The Reserve Bank of Australia (RBA) met yesterday the 6th of April 2021 to discuss the current economic climate and what to do with the cash rate.
From the RBA meeting it came as no surprise that they decided to keep the cash rate at the historically low 10 basis points (0.10%), but what was interesting is how long the RBA thinks it will take before they reach a point where a rise needs to be considered.
The RBA doesn’t expect conditions that constitute a rate rise to be met until 2024.
They outlined a few things that they are looking for before pulling the trigger on a rise, and surprisingly are not concerned to much around the heat of the property market.
Unemployment has come back down to 5.8% which is its pre-covid level, however the RBA want to see that get even tighter which will then in turn put pressure on wage growth.
Inflation is hovering below 2%, which the RBA want to target between 2-3%, and stated that though they saw GDP up 3.1% for the December qtr signaling a return to consumer spending, inflation will remain subdued while wages are stale.

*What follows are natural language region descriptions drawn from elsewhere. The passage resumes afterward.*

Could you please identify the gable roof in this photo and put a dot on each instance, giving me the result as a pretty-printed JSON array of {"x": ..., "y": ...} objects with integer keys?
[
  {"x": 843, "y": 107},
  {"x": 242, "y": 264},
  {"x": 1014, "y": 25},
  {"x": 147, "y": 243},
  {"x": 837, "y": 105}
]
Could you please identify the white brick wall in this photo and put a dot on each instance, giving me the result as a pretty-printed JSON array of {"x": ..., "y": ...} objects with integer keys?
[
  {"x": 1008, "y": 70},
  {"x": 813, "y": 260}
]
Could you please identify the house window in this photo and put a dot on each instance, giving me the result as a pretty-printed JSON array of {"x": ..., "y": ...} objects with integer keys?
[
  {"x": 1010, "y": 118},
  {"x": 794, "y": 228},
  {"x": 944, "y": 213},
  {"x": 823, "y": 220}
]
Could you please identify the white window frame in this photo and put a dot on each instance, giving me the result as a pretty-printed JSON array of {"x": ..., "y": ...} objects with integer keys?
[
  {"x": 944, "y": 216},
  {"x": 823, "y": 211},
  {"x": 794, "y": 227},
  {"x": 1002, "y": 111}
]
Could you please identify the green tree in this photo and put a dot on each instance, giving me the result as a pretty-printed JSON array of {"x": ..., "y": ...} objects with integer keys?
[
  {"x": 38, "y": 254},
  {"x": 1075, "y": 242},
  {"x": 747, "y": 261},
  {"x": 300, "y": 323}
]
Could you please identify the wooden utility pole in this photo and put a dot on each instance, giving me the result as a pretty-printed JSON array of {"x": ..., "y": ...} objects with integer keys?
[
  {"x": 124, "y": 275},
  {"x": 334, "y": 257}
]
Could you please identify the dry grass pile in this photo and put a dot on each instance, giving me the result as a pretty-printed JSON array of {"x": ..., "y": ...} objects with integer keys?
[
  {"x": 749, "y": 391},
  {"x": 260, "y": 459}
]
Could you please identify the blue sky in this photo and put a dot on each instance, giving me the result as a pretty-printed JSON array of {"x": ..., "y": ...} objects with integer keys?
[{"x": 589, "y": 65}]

We have seen the 10 year bond yield start to rise, which in turn will put pressure on banks, however with the RBA purchasing 3 year bonds at the target cash rate, it might be a little while before we see mortgage rates back over 2%.
On a positive note, surging house prices has seen people move into a positive wealth position, and their net wealth overall reach $200,000USD per person, making Australia one of the wealthiest countries (per capita).